Remix clone Hacker News

new | show | ask | jobs Github

	▲	derefr a day ago
		Is there yet any model like this, but which works as a "speech plus speech to speech" voice modulator — i.e. taking a fixed audio sample (the prompt), plus a continuous audio stream (the input), and transforming any speech component of the input to have the tone and timbre of the voice in the prompt, resulting in a continuous audio output stream? (Ideally, while passing through non-speech parts of the input audio stream; but those could also be handled other ways, with traditional source separation techniques, microphone arrays, etc.) Though I suppose, for the use-case I'm thinking of (v-tubers), you don't really need the ability to dynamically change the prompt; so you could also simplify this to a continuous single-stream "speech to speech" model, which gets its target vocal timbre burned into it during an expensive (but one-time) fine-tuning step.

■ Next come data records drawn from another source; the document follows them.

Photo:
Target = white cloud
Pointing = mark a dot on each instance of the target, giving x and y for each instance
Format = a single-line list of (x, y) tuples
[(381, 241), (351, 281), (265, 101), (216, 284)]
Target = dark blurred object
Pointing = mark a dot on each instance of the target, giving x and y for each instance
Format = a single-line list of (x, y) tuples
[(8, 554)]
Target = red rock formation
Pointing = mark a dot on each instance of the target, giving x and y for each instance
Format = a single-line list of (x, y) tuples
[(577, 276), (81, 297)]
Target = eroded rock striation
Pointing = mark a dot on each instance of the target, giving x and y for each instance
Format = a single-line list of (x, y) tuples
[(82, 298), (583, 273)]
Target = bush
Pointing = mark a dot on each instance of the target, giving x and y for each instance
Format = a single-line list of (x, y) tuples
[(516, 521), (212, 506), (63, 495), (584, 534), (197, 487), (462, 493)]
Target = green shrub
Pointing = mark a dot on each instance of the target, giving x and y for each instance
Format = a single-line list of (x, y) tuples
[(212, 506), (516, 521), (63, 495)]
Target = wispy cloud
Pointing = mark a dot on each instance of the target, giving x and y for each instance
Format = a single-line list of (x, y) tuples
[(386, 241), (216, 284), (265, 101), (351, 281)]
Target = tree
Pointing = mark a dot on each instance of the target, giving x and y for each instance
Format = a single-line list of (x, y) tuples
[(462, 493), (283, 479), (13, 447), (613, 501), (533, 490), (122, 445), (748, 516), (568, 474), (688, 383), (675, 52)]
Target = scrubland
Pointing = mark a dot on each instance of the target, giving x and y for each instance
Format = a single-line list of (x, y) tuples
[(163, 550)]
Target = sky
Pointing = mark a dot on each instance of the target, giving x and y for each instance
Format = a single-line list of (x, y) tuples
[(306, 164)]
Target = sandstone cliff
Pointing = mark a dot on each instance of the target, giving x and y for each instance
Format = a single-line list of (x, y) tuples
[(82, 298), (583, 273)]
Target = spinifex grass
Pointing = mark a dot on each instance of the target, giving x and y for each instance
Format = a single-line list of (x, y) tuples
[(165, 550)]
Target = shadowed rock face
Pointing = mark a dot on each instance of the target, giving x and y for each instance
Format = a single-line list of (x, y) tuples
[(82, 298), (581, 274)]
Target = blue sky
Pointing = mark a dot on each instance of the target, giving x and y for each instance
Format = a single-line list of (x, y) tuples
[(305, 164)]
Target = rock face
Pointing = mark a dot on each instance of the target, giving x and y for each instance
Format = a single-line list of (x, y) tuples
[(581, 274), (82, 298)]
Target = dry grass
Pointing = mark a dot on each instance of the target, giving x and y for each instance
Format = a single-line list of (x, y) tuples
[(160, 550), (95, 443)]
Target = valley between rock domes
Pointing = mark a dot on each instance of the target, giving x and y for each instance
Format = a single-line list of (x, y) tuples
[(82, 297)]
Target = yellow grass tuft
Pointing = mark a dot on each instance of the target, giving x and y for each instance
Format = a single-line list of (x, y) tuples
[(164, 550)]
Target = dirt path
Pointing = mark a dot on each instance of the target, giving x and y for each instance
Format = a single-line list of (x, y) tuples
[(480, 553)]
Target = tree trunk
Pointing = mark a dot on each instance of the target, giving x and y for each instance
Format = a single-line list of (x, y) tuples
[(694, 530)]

	▲	gcr a day ago \| parent \| next [-]
		Chatterbox TTS does this in “voice cloning” mode but you have to implement the streaming part yourself. There are two inputs: audio A (“style”) and B (“content”). The timbre is taken from A, and the content, pronunciation, prosody, accent, etc is taken from B. Strictly soeaking, voice cloning models like this and chatterbox are not “TTS” - they’re better thought of as “S+STS”, that is, speech+style to speech
	▲	vunderba a day ago \| parent \| prev \| next [-]
		I don’t know about open models, but ElevenLabs has had this idea of mapping intonation/emotion/inflections onto a designated TTS voice for a while. https://elevenlabs.io/blog/speech-to-speech
	▲	lumerios a day ago \| parent \| prev \| next [-]
		yes, check out RVC (retrieval voice conversation) which I believe is the only good open source voice changer. Currently there's a bit of a conflict between the original creator and current developers. So don't use the main fork. I think you'll be able to find a more up-to-date fork that's in english.
	▲	qingcharles a day ago \| parent \| prev [-]
		There must be something out there that does this reliably as I often see/hear v-tubers doing it.